Talita é a filha de uma vendedora de roupas na esquina das casas Bahia.

O nome é falso, mas a história é real.

Nosso primeiro beijo foi atrás da lojinha de sua tia, de artigos evangélicos. Nos beijamos timidamente, eu tomei a iniciativa. Já possuía alguma experiência no assunto. Seus olhos azuis saltaram de susto e ousadia, mas logo a dança estava pronta. Dançamos nestes beijos durante alguns poucos meses.

Neste intermédio meu cachorro morreu de velhice.

Nosso segundo beijo foi num estacionamento público, eu ajudava sua mãe a levar as cosias para o carro. No mesmo dia eu havia beijado outra guria, do qual não lembro-me do nome e nunca mais vi, poucas horas antes, na escadaria do Teatro José de Alencar.

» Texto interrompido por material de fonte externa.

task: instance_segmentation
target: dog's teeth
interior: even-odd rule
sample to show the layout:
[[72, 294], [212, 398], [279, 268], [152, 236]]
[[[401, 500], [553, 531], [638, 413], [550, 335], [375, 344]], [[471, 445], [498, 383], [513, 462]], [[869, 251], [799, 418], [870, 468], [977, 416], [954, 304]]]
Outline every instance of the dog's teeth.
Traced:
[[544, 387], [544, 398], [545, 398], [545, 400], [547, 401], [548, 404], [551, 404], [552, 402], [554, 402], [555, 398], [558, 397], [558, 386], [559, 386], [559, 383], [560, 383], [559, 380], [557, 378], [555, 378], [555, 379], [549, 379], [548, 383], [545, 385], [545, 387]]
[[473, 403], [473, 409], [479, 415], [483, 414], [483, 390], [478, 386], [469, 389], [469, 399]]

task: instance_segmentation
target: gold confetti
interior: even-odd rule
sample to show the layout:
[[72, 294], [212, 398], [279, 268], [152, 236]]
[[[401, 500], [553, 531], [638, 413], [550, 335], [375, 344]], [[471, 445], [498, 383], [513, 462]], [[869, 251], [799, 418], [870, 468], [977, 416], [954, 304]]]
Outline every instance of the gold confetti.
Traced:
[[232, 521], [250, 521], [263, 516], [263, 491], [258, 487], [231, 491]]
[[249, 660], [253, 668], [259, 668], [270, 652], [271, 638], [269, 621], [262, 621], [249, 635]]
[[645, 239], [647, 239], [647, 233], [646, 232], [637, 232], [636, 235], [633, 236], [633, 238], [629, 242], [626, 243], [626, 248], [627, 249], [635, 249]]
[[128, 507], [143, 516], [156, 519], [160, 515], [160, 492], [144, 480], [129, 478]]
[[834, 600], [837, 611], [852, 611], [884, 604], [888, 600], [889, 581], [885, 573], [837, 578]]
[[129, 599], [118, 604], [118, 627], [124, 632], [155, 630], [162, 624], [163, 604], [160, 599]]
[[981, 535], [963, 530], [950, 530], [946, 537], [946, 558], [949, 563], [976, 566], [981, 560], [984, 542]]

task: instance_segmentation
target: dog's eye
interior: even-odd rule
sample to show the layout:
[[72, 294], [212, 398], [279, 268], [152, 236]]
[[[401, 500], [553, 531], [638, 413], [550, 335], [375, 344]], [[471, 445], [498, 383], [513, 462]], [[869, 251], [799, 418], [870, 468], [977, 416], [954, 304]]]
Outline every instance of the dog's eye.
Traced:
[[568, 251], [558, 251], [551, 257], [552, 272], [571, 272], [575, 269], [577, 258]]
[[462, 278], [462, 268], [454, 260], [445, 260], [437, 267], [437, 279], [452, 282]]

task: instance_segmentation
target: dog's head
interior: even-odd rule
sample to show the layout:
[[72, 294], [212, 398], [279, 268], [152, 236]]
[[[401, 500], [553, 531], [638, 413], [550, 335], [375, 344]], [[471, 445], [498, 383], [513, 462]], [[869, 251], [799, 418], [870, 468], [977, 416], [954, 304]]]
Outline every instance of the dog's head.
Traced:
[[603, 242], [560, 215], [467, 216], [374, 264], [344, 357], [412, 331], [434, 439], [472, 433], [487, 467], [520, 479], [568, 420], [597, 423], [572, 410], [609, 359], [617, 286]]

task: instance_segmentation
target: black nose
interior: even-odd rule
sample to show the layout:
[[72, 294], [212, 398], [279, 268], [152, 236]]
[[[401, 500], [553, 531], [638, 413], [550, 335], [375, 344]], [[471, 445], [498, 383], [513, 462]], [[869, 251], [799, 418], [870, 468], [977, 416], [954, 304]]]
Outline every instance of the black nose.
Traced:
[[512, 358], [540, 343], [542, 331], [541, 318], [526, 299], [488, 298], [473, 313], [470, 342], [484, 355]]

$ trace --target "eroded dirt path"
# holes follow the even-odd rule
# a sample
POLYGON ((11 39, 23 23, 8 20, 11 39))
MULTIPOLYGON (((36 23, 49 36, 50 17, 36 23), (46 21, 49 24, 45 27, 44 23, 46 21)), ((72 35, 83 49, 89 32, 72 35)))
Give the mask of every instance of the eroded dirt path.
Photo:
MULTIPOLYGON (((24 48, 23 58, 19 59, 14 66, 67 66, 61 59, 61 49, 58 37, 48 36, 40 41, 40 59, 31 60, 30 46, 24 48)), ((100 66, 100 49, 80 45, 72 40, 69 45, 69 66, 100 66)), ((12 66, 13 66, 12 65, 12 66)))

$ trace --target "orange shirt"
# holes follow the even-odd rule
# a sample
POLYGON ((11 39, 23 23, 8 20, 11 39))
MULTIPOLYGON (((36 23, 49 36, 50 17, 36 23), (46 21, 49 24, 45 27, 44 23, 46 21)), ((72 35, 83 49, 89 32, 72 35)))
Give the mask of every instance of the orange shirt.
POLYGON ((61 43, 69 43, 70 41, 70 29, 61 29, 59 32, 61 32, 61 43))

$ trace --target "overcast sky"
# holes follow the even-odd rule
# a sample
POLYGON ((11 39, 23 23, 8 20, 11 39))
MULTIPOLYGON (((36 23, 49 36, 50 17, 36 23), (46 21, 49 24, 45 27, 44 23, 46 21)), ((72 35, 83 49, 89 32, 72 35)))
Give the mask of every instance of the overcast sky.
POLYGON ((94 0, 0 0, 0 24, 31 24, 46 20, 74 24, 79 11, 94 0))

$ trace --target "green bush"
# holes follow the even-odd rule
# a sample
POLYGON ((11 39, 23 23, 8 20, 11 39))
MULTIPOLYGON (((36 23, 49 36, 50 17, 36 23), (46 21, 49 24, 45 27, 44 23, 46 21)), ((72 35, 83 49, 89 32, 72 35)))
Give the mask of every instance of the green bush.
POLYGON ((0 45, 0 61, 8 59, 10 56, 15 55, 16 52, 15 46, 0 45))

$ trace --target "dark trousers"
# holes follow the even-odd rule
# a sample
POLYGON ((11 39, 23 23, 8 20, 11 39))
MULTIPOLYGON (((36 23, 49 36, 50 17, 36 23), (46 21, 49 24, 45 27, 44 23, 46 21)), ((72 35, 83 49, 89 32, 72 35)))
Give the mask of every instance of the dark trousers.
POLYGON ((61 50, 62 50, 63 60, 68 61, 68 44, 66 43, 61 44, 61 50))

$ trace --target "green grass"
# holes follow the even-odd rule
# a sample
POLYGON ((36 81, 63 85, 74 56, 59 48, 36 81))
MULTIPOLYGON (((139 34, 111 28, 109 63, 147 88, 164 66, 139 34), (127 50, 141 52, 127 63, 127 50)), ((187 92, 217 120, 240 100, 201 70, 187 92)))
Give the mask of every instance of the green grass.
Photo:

Nosso relacionamento foi bom até certo ponto. Acredito que relacionamentos sem sexo não são duradouros, e ela desejava realizar a penetração real apenas após o casamento. Não queria me casar, muito menos ficar batendo punheta até esta data.

Ela também não sabia muito bem o que queria. Sua mãe controlava cada ato de sua vida. Por fora uma feminista que brigava pelos direitos das mulheres e por dentro seguia cordeiramente as atitudes machista da mãe.

A vida é assim, cheia de ironias.

Nos beijávamos em um dos vários cantos escondidos do campus da UFC.

A primeira vez que deslizei a mão para dentro de sua calça ela segurou meu pulso. Parei. Continuei beijando-a e agimos como se isso nunca tivesse acontecido.

Da segunda vez ela que levou minha mão até o caminho da sua calça. Foi seu primeiro orgasmo e também seu primeiro orgasmo em local público.

– Rhuan, como você consegue isso!? – ela perguntava suprimindo os gemidos.

“Eu tive uma amiga lésbica”, pensei.

Terminaríamos poucos dias depois daquilo. Sua amiga era mais interessante.